A team of Bloomberg researchers is attempting to push forward the science of identifying trending content with a new paper entitled “Contextualizing Trending Entities in News Stories.” The goal of this paper is to provide two ways to retrieve and rank information that contextualizes a trending object. Then, this information can help frame for content publishers and readers as to why a particular piece of content is popular, relative to other key terms called “contextual entities.”

For example, the related terms to the trending entity “Joe Biden,” might include “president,” “Kamala Harris,” “United States,” “politics,” “government,” and so on. These contextual entities all help tell the story about who or what the initial object, “Joe Biden,” is, and why the item is trending.

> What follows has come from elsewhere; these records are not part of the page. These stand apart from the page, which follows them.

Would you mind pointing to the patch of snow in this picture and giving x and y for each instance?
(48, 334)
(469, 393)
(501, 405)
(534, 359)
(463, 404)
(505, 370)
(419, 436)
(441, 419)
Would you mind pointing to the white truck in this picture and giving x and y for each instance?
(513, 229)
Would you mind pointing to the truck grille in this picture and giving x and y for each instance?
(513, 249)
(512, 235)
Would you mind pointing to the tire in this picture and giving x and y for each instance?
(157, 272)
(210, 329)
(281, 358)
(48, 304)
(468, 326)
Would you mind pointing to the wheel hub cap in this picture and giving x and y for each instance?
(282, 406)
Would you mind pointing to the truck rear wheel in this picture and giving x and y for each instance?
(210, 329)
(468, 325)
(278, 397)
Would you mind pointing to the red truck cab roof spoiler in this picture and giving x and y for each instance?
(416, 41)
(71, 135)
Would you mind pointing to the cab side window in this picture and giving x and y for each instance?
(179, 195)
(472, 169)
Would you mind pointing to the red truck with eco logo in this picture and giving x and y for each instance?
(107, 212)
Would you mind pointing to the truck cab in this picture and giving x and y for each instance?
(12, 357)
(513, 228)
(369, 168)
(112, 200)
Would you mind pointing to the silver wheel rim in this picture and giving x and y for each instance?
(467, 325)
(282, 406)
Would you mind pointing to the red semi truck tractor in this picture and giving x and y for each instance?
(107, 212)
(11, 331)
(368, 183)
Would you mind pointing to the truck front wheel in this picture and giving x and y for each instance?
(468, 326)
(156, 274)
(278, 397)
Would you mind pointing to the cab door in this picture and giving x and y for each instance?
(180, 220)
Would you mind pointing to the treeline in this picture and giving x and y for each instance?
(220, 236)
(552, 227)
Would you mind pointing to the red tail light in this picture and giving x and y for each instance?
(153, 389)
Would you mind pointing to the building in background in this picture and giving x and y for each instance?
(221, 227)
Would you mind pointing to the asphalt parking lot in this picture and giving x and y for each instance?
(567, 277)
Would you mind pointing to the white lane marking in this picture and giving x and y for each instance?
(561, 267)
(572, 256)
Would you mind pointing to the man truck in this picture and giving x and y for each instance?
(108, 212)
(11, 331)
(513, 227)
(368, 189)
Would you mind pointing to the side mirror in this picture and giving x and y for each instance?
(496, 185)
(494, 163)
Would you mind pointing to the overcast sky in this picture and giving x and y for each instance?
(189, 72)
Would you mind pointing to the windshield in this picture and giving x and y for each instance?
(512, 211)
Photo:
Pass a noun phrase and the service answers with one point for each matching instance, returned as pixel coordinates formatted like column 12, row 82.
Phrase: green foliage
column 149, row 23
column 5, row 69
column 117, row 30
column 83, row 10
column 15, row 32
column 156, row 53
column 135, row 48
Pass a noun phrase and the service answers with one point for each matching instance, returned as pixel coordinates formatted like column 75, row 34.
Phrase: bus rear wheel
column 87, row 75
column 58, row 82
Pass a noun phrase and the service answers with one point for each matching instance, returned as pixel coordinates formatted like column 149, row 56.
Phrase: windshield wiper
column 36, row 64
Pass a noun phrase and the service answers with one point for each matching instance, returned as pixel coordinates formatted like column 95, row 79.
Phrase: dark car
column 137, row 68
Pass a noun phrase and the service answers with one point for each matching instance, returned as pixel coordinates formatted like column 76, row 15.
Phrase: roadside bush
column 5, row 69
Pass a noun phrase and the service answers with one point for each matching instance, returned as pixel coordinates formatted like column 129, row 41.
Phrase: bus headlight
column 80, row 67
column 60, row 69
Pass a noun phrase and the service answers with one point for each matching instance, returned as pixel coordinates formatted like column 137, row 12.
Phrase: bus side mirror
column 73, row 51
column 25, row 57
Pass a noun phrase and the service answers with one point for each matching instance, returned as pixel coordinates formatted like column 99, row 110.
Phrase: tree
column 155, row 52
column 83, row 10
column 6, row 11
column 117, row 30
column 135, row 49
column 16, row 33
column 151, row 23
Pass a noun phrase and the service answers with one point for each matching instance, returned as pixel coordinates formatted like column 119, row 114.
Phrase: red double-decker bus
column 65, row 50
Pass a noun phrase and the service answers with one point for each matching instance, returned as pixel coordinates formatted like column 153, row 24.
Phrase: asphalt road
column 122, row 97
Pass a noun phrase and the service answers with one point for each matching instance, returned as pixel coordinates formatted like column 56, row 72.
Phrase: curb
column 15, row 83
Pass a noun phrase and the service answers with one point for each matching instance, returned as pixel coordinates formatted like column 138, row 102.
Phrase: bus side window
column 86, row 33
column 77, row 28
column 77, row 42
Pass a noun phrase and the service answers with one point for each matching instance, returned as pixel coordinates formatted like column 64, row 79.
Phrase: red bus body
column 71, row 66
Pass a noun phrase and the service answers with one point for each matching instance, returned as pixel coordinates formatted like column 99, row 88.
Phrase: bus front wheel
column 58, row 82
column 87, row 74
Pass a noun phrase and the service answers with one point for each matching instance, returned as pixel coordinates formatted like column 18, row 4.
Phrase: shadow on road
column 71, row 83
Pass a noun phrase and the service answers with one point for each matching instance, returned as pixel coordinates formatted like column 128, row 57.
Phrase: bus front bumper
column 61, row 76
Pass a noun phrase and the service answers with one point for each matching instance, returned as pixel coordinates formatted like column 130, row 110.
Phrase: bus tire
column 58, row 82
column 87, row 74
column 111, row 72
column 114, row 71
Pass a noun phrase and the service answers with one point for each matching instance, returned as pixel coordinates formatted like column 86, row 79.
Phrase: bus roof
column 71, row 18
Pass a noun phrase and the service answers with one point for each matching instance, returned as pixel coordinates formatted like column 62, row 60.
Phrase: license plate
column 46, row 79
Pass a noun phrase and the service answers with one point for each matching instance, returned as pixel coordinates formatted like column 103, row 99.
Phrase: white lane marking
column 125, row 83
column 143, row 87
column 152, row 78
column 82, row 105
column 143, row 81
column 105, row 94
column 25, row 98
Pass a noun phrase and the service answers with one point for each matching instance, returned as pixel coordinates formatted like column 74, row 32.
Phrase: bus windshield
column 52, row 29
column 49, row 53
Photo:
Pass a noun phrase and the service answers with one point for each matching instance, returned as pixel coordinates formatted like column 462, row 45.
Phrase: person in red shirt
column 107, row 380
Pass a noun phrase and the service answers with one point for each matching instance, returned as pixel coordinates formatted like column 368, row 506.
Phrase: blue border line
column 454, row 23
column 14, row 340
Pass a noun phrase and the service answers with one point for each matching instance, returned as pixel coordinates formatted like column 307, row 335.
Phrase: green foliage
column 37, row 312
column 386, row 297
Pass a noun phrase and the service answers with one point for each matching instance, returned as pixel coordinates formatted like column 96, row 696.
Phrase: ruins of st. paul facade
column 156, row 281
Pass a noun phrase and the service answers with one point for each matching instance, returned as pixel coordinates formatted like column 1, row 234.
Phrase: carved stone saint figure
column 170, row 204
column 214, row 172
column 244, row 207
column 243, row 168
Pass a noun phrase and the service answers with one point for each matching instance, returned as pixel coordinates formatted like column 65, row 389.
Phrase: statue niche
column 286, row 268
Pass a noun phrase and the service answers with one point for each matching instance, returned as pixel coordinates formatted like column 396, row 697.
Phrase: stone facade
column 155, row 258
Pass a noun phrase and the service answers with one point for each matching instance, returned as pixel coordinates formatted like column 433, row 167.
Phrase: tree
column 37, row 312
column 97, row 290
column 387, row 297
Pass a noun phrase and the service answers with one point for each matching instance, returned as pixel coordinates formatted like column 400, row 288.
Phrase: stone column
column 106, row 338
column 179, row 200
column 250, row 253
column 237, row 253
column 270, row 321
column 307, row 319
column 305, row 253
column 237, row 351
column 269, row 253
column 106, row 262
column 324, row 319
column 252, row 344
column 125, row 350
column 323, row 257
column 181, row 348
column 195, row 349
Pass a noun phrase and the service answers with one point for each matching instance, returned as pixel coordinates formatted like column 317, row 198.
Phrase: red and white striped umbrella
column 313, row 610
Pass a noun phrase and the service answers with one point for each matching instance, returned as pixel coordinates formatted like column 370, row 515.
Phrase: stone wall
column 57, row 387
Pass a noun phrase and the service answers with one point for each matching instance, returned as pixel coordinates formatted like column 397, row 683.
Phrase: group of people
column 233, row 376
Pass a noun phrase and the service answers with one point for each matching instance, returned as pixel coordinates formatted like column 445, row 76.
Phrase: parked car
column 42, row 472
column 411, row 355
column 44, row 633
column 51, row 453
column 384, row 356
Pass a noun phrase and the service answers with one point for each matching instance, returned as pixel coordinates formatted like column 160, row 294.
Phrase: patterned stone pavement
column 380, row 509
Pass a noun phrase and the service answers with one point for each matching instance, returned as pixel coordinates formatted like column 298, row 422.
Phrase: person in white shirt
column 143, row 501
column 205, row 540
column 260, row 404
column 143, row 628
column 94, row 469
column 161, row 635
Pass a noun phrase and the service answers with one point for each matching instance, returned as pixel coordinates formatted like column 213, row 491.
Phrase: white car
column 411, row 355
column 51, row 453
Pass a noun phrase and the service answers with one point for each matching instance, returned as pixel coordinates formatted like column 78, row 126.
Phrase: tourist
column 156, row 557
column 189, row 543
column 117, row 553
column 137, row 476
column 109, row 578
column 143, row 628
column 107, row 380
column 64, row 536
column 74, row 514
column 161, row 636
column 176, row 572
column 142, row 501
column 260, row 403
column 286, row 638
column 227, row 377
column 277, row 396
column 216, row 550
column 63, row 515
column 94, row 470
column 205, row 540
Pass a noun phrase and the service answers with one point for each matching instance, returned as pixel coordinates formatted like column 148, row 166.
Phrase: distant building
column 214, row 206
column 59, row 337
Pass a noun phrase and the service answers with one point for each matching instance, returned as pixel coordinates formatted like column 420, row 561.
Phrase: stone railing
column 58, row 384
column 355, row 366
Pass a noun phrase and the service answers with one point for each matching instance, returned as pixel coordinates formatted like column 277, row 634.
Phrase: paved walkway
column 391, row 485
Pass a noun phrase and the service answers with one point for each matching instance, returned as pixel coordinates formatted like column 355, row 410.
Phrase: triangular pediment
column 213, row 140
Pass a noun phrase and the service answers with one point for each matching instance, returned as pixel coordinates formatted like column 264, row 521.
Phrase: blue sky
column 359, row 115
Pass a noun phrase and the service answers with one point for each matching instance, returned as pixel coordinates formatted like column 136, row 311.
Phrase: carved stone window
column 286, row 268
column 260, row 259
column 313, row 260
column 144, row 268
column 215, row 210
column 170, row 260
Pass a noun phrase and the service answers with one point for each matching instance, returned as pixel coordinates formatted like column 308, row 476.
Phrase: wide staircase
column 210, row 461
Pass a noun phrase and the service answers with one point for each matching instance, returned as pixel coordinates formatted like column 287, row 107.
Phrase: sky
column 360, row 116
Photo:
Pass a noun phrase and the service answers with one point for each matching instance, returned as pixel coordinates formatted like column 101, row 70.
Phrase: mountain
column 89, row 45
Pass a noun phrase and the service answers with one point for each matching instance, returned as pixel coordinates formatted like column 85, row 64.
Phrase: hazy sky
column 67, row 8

Once these entities are pinpointed, they must be ranked in terms of salience to the original trending entity.

The proposed retrieval and ranking of contextual entities is accomplished with two distinct methods. The first involves an unsupervised graph-based algorithm based on Personalized PageRank and entity embeddings. The second supervised method is based on Learning to Rank, and involved the creation of a test collection using crowdsourced annotation.

Marco Ponza

AI researcher Marco Ponza (pictured above) is presenting the paper on behalf of his team, which included his colleagues Diego Ceccarelli, Edgar Meij, and Sambhav Kothari, as well as the University of Pisa’s Paolo Ferragina, during the 14th ACM International Conference on Web Search and Data Mining (WSDM 2021) this week.

On the first day of his internship at Bloomberg in October 2019, Diego Ceccarelli, Ponza’s mentor and future co-author, introduced him to existing trend identification functionality within Bloomberg, and that got him thinking about how to build on this functionality.

“I had the idea that maybe we could contextualize trends using other entities that are found in the news stories,” Ponza says.

He spent the next month planning and determining what data to use, a task he claims was the most time-consuming part of the project. Because machine learning models are characterized by “garbage in, garbage out,” it was critical that Ponza define the problem with clarity, so that the data annotation process could be performed by the crowd with a high quality threshold. The subject matter also presented challenges, as the financial data that Bloomberg produces requires a certain level of subject matter expertise. Annotators must be able to understand the data to annotate it properly.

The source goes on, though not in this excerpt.